After that, specifically in 2023, Grella said Kortas tried to convince him to purchase an airplane flight school due to a pilot shortage (which he ended up doing independently), invest in an aircraft hangar, and purchase another jet. 

Grella refused and claimed he faced retaliation, with Kortas treating him as an employee rather than a partner, depriving him of the use of the jets, and ceasing the payment of wage for both of them despite NEXA having millions in retained earnings.

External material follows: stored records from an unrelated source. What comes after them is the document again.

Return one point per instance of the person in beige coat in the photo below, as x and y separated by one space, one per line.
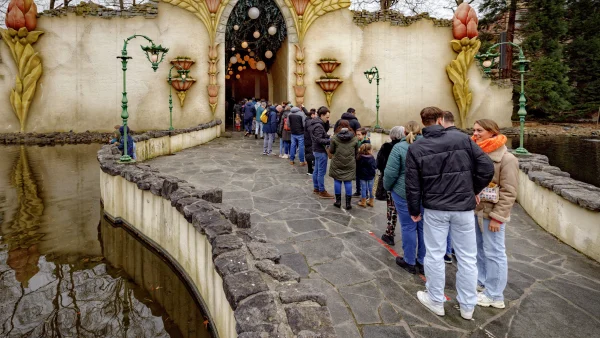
492 214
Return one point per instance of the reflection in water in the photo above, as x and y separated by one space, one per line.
54 280
579 157
22 235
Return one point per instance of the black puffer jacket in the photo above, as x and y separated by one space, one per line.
354 124
384 153
318 134
444 171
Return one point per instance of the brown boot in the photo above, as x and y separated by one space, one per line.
325 195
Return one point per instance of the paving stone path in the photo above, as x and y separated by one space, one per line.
553 291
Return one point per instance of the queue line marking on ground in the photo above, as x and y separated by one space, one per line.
395 254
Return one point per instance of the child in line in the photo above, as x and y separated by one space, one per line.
366 167
238 122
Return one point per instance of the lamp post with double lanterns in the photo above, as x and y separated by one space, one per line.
487 61
371 74
183 74
155 54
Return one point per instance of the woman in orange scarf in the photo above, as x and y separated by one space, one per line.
492 214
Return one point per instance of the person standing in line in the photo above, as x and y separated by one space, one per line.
396 135
394 180
270 128
320 140
492 214
449 126
308 154
343 150
445 171
366 168
259 125
249 113
285 133
297 119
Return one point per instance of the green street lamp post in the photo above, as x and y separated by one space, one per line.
154 54
487 61
371 74
183 74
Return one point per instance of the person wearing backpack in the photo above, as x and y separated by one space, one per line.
284 132
269 129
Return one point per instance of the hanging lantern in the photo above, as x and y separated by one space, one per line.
253 13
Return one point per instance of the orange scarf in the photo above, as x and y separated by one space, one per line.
492 143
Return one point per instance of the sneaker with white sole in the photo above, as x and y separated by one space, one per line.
485 301
423 297
468 315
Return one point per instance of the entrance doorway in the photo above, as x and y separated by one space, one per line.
256 31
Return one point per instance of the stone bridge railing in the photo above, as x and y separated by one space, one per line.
233 271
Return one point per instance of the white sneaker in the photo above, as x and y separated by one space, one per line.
468 315
423 297
485 301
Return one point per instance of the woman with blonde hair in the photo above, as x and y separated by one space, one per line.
413 243
492 214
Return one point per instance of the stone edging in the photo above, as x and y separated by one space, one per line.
148 10
395 18
265 296
539 170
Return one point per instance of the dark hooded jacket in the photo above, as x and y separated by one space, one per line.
444 171
354 124
249 111
344 146
271 126
318 135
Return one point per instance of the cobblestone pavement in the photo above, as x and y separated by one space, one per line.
553 291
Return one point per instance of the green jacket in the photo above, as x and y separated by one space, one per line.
395 170
343 147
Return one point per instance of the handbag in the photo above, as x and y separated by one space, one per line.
380 193
491 193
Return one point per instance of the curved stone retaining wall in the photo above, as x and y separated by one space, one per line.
244 290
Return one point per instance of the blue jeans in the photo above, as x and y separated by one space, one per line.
492 266
366 188
461 225
337 187
297 140
412 233
259 125
319 171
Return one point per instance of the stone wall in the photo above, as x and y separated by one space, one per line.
244 289
566 208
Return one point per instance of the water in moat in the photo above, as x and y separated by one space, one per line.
64 270
578 156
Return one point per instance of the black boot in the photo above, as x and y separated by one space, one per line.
338 201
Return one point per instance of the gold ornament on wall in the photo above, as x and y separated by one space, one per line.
20 36
466 44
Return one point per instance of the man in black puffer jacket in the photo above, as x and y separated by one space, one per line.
445 171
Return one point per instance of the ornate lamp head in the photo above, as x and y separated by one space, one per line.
155 54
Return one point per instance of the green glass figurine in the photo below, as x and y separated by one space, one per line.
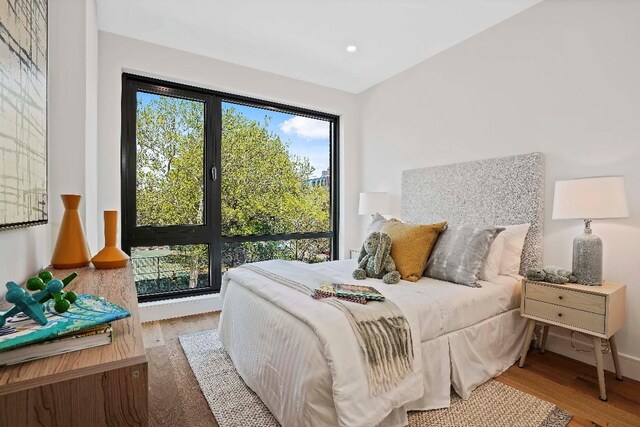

Regarding the $24 million airplane-hangar leasehold, the lawsuit that “Grella informed the seller of the truth of Kortas’ inability to bind Nexa.” Then, through his legal counsel, Kortas “asserted that the aviation business is a legitimate business of Nexa and “Grella had consented to some aviation related purchases.” Therefore, according to Kortas, he was authorized to make the purchase on Nexa’s behalf without Grella’s consent, per the lawsuit.

The split

According to Grella, his “abrupt” termination occurred on March 20, after months of frustration related to what he calls a “serious breach of NEXA’s operating agreement, which requires profits to be distributed equally and for both partners to consent to activities not directly related to NEXA’s mortgage brokerage purposes.”

The lawsuit states that Kortas controls the company, bank accounts, and profit distributions. However, the operating agreement says that if the company engages in any other activity that is unrelated to the purpose of mortgage brokerage, it “requires unanimous member consent.”

“But after Kortas developed an aviation hobby, he began spending millions of dollars of company money for his own aircraft, without Grella’s consent, and, in many cases, without his knowledge,” the document states. 

Grella, who started the business with Kortas in 2017 after leaving Equity Prime Mortgage, was responsible for handling the operations, including managing relationships with partners and lenders, overseeing production and supporting loan officers and the management team. 

Kortas announced during a weekly Town Hall on Tuesday that Grella had been terminated. This means he will not be involved in the company’s daily operations or strategic decisions for the growth of the business. However, he remains a partner until the conclusion of a buyout negotiation. 

According to Kortas, the buyout depends on NEXA’s appraisal. Despite his sadness at hearing what he called Grella’s “harmful rhetoric,” Grella appears to be motivated more by his unhappiness with the terms of his agreed-upon buyout than by concerns he claims to have about the related airplane business, Kortas added.

“Of course, Mr. Grella’s ongoing interference with NEXA’s business relationships and expectancies, which appears to be a blatant effort to pressure NEXA into relenting on those contractual rights that Mr. Grella is actually upset about, are doing nothing but causing the type of harm… harm that is irreparable in nature … that Mr. Grella professes to be taking issue with.”

“NEXA will not be bullied or blackmailed into foregoing its legal rights by a former employee who had himself already agreed to no longer be an owner of NEXA.”